Tra il 1945 e il 1952 oltre settantamila bambini meridionali furono deportati presso le famiglie del Centro-Nord dell’Italia in un progetto denominato, con una buona dose di cinismo e di retorica, “i treni della felicità”. La guerra era finita da pochi mesi e le condizioni dell’Italia erano pietose ed in particolare lo erano ancora di più nel nostro meridione.

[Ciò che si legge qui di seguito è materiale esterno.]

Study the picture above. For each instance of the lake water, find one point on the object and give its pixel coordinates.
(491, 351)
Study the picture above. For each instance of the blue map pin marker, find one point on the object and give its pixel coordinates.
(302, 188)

Le “forze antifasciste” al governo, con ex partigiani ed ex partigiane (tra esse Miriam Mafai e Luciana Viviani) e con l’appoggio del Partito Comunista, dei Comitati di Liberazione Nazionale e dell’Unione Donne Italiane, diedero vita a questo “movimento nazionale di solidarietà che affondava le sue radici nei valori della resistenza: uno degli esempi più fulgidi di come il nostro Paese ha saputo essere unito”…  E fu così che centinaia di treni nella solita direzione Sud/Nord furono riempiti con quei bambini “laceri e denutriti” e spediti nell’Italia centro-settentrionale (in particolare in Emilia Romagna), dove “vennero rivestiti, mandati a scuola e curati. Con questa storia “commovente ed esaltante” e con queste premesse, tra l’altro, è stato realizzato un film (“Pane nero”) passato anche alla mostra di Venezia lo scorso anno e ancora in giro, accompagnato da conferenze e seminari con i suoi realizzatori. Un centinaio di questi bambini (è utile sottolinearlo) proveniva da San Severo in provincia di Foggia: nel 1950, dopo un duro (e giustificato) sciopero, furono incarcerati  circa 200 manifestanti e tra essi anche mogli e mariti che lasciarono soli i loro figli che, invece di essere restituiti ai genitori (magari dopo un giusto e rapido processo), furono “deportati” al Nord. In realtà, seguendo il copione delle ideologie più esasperate del tempo (da quella nazista a quella comunista), qualcuno era davvero convinto che chi governava doveva e poteva assicurare la felicità ai propri popoli magari anche a prescindere dai propri popoli o da quello che quei popoli pensavano e sentivano magari perché “incapaci” di apprezzare.

E prosegue,il Professor De Crescenzo, ponendosi domande lecite,a cui oggi, in un Sud svuotato della sua popolazione in gran parte emigrante:

Nessuno si è chiesto se quei bambini erano e furono davvero felici con un piatto di pasta in più ma senza la loro famiglia e la loro casa.  E se è vero che si trattò di un “movimento di solidarietà nazionale”, possibile che allora o oggi a nessuno sia passato per la mente che quei bambini potevano e dovevano essere aiutati a casa loro?  E che cosa doveva passare per la mente di un bambino di cinque anni (penso a mia figlia) mentre salutava, di notte, i genitori, mentre saliva su un treno circondato da infermiere e da altri bambini in lacrime e, dopo molte ore, si ritrovava al centro di una casa che non era la sua e di una famiglia che non era la sua?  Sconcerta anche l’assenza di approfondimento della questione: che fine fecero tutti questi bambini? Risulta che molti restarono al Nord ma con quali danni e conseguenze per loro e per le povere famiglie d’origine? E quali furono i costi e le conseguenze in termini di lacerazioni sociali e culturali, invece, per quelli che tornarono nei loro paesi? Come quantizzare, poi, i danni oltre che umani anche economici di questa diaspora? Quei bambini erano e potevano essere il cuore della ricostruzione del futuro del Sud dell’Italia.

Un modo rapido e veloce per risolvere la questione meridionale: svuotare il sud di meridionali.